Le style néo-Queen Anne
Qu'est-ce que le style néo-Queen Anne? Il s'agit d'un style
architectural qui a très peu à voir avec Anne Stuart, la souveraine
du royaume de Grande-Bretagne, ou avec le style de bâtiments
construits durant son règne, de 1702 to 1714. Le style néo-Queen
Anne, qui date de la fin de l'époque victorienne, a surtout été
populaire entre 1890 et 1914. Le style, que l'on désigne parfois
comme le style « Renaissance libre », intègre des
éléments empruntés à différentes époques, notamment des façades
asymétriques, des lignes de toit irrégulières et très inclinées,
des pignons en façade, des corniches en saillie, des tours rondes
ou carrées en coin coiffées de tourelles, des fenêtres aux formes
inhabituelles, des vérandas enveloppantes, des montants élaborés,
des bardeaux en écailles de poisson, des textures détaillées et des
couleurs éclatantes.
Son caractère fantaisiste en a toujours fait un style difficile
à définir. D'ailleurs, on le désigne parfois comme un style
exubérant et excessif, sophistiqué et flamboyant.
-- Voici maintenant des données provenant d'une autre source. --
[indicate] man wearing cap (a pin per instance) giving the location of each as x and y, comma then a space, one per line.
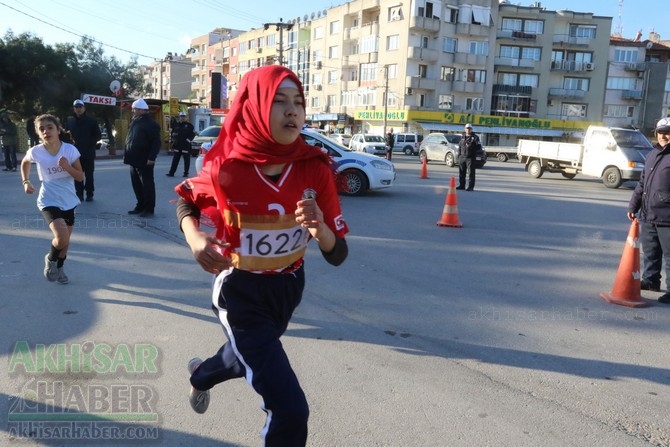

Bien qu'il soit
passé de mode au début du XXe siècle, le style
semble aujourd'hui avoir regagné en popularité, sans doute en
raison de son caractère accessible et évocateur de la période
victorienne, qui est peu à peu devenue partie intégrante de la
conscience collective.
Bon nombre de bâtiments de style
néo-Queen Anne ont été désignés lieux historiques nationaux.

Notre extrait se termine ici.